Ekranlarda, klavye başında İstanbul Sözleşmesi’nin
kaldırılma ihtimalini istismar edenlerin aynı zamanda KADEM’i de istismar
torbasının içine atıp çift taraflı ve yüksek düzeyli infial için çaba sarf
ettiğini fark ettiniz mi?
Cumhurbaşkanı Erdoğan’ın bir yıldan fazla bir zaman önce
İstanbul Sözleşmesi için “Nas değil” demesiyle başlayan süreçte AK Parti Genel
Başkan Vekili Numan Kurtulmuş “Gerekli düzenlemeler yapılarak kaldırılabilir”
açıklaması yaptı. Böylece tartışmada yeni bir aşamaya geçildiği muhakkak.
İstanbul Sözleşmesi üzerinden “muhafazakâr kesimin bazı
unsurları”nın hükümete yüklendiği malum. Burada iki eleştiri konusu var.
Birincisi eşcinselliği normalleştirme olarak algılanan
sözleşmenin 4’üncü maddesi üzerinden eleştiriler.
İkincisi, sözleşme ile ilintili olan 6284 sayılı yasanın
bazı uygulamalarında “erkeklerin mağdur olduğu” yönündeki eleştiriler.
Bu eleştirilerin haklılık payı olabilir. Ancak hem sözleşme
hem yasa “Kadına karşı şiddeti önlemeye yönelik çabanın” ürünü. Sadece kadına
karşı değil, çocuğa, dezavantajlı kesimlere karşı şiddete karşı da düzenlemeler
içeriyor.
Ne var ki İstanbul Sözleşmesi bazı kesimler tarafından da adeta bir
cephe unsuru olarak kullanılıyor. Yani LGBT lobisi başta olmak üzere birtakım
marjinal gruplar sözleşmenin bazı maddelerini sonuna kadar istismar ediyor,
lobi faaliyetlerine dayanak yapıyorlar.
Bu arada “ailenin tehlikeye girdiği”ni savunan çevreler hem sözleşmeye
hem yasaya karşılar.
Bunu da anlamak mümkün.
Ne var ki anlayamadığımız husus, hem sözleşme hem KADEM hem
de yasa üzerinden farklı çevrelerin hükümete yönelik eleştirileri.
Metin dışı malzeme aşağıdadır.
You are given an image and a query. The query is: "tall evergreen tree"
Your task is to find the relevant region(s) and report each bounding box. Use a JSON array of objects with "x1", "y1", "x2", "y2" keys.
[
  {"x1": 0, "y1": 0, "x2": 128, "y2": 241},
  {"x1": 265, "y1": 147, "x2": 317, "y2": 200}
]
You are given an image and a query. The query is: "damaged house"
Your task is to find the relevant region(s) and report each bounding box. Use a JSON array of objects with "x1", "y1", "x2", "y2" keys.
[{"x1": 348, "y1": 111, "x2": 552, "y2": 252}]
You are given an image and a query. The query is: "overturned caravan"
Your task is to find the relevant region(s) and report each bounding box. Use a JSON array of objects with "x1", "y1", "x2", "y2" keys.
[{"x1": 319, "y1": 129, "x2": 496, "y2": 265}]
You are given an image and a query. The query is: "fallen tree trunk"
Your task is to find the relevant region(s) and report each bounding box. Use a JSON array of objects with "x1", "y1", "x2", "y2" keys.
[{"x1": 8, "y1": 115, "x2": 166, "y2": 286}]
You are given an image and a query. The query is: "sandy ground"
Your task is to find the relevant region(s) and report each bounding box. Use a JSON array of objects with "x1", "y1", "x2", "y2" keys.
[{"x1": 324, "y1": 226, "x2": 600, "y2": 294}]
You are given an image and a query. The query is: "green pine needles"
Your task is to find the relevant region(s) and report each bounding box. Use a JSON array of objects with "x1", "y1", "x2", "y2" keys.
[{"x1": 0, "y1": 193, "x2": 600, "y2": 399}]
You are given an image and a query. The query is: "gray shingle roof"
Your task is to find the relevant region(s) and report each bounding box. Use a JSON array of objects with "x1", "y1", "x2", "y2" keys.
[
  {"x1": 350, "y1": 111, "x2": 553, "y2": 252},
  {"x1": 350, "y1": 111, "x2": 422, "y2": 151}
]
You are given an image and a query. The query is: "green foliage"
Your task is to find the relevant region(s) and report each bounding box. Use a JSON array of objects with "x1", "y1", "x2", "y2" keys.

LGBT çevreleri, sözleşmeyi lobi faaliyetlerine dayanak
yapıyordu. Sözleşmeden çıkılması ihtimali üzerine ortalığı birbirine katmaya
başladılar.
Sözleşmenin bir “nas olmadığı”nı söyleyen Cumhurbaşkanı
Erdoğan. Kadına karşı şiddeti önlemeye yönelik toplumsal farkındalık için
çabalayan bir KADEM.
Dahası 6284 sayılı yasanın bazı maddelerinin “yanlış
uygulandığı” yönündeki hukuki yorumlar.
Tartışılabilir, konuşulabilir. Ancak istismar edildiği
muhakkak.
İstanbul Sözleşmesi’nden Polonya çekildi. Yakın gelecekte
Türkiye’nin de çekilmesi söz konusu. Ancak dev sermaye çevrelerinin bile bir
anda sözleşmenin tartışmaya açılması üzerinden muhalefetine şahitlik ediyoruz.
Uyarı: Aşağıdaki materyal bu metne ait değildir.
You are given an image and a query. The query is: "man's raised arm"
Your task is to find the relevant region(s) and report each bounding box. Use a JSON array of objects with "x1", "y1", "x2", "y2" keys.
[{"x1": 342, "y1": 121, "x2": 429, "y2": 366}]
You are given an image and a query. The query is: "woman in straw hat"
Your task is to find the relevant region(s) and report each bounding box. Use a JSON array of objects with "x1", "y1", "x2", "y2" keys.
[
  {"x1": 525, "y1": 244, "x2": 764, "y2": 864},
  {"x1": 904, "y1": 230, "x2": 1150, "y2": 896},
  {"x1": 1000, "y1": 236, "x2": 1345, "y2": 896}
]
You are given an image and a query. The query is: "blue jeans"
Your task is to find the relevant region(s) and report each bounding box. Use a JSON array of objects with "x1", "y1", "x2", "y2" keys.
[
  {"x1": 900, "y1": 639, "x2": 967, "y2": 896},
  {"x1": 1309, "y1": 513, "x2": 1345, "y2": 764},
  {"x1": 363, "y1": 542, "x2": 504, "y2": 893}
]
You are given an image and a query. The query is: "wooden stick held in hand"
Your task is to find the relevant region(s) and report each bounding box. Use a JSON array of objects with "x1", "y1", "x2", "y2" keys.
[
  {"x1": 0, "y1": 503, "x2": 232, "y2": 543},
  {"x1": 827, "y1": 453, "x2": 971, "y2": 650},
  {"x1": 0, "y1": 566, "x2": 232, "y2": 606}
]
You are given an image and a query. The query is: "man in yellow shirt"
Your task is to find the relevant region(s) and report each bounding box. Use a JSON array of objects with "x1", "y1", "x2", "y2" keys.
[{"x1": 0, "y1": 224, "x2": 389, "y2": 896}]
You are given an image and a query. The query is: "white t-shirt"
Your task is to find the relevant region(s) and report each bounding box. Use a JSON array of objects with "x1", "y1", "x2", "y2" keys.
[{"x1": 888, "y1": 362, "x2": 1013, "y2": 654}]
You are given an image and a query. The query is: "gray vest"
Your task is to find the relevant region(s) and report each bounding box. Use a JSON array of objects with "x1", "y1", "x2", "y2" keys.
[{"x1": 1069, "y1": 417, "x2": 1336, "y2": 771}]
Peki, soru şu: Aslolan sözleşme mi ya da yasa mı yoksa kadına
karşı şiddetin önlenmesi mi?
Geçtiğimiz gün AK Parti Kadın Kolları Başkanı Selva Çam seri
tivitler attı. Özetin özeti şu: “Kaldıralım sözleşmeyi. Kaldırdığımızda
göreceğiz ki kadına karşı şiddet bitmeyecek.”
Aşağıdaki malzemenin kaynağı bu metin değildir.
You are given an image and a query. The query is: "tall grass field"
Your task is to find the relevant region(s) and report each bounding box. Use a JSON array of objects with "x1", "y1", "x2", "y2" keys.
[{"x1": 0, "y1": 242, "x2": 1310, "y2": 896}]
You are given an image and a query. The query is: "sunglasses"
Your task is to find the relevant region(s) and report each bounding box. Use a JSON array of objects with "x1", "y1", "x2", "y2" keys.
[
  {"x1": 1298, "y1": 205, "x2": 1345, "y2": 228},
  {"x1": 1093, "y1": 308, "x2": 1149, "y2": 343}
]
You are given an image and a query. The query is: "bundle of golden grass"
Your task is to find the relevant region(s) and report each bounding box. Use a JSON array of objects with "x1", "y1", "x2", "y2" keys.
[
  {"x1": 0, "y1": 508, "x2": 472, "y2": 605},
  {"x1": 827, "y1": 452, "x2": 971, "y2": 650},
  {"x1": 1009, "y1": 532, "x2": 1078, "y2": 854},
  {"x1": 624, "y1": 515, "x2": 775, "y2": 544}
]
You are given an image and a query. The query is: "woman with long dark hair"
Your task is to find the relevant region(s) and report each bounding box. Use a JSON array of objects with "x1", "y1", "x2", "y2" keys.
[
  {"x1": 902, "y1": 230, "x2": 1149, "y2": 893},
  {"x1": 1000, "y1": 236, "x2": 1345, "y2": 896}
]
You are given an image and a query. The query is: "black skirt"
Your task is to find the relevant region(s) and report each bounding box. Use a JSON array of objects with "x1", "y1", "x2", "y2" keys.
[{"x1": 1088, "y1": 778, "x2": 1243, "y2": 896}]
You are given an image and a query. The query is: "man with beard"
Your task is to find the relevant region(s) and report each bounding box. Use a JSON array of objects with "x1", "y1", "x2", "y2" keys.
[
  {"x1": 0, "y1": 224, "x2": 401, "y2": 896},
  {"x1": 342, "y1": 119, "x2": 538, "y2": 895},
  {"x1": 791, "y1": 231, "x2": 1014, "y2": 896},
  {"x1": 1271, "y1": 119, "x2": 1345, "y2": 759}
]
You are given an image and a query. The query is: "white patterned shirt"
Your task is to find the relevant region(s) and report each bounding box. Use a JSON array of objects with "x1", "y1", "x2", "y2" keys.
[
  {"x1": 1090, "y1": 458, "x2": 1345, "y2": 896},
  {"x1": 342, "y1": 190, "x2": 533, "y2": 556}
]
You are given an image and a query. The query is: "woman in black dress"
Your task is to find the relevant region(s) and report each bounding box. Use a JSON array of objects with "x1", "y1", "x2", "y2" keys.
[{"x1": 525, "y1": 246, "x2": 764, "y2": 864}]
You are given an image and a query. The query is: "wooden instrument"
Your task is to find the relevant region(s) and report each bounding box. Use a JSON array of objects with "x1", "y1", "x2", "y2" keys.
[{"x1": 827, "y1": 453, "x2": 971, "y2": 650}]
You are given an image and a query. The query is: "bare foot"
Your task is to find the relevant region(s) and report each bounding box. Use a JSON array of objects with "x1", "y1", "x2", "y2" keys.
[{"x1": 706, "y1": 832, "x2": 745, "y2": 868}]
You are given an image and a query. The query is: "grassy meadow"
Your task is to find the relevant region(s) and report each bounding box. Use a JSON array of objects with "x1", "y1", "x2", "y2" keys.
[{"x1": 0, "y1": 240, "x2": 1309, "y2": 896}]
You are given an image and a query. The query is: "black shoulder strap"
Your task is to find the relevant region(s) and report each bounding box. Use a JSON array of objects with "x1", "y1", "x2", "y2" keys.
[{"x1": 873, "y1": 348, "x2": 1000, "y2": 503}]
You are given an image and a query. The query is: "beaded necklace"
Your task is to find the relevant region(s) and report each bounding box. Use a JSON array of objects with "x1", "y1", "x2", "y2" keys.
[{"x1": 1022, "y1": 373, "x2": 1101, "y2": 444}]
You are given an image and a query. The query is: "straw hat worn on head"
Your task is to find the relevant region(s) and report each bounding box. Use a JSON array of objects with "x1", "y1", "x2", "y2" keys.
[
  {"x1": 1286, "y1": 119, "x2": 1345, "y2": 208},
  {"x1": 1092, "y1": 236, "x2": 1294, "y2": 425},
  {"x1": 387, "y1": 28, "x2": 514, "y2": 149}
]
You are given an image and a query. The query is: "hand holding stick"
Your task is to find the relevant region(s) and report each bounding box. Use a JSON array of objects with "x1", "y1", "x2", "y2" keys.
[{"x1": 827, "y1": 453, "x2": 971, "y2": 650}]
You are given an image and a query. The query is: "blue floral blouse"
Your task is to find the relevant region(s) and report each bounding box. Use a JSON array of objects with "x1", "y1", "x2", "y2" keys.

KADEM Başkanı Saliha Okur da, “Biz sadece hukuki metinlerle
şiddet sarmalından kurtulamayız.
İstanbul Sözleşmesi’nden çıkılabilir. Bu,
dünyanın sonu değil. 6284 sayılı yasada düzenlemeler yapılabilir” diyor.
KADEM’in tek endişesi, “Algı olarak yasanın uygulanmasında bir ihmal olma
ihtimali.”
İstanbul Sözleşmesi kadına karşı şiddetin önlenmesi
meselesini uluslararası bağlayıcı bir düzenleme olmakla birlikte Türk aile
hayatını tehlikeye düşürme ihtimali olan bir sözleşme olarak da eleştiri
konusu.
Peki, sözleşmeden çıkılırsa ne olur?
Bence hiçbir şey olmaz. Tek bir şart ile. O da mevcut
yasanın açıklarının tadilatı. Yani burada erkeğin de mağduriyetini giderici
düzenleme şart. Ve özellikle aile, aile bireylerinin hakları konusu da...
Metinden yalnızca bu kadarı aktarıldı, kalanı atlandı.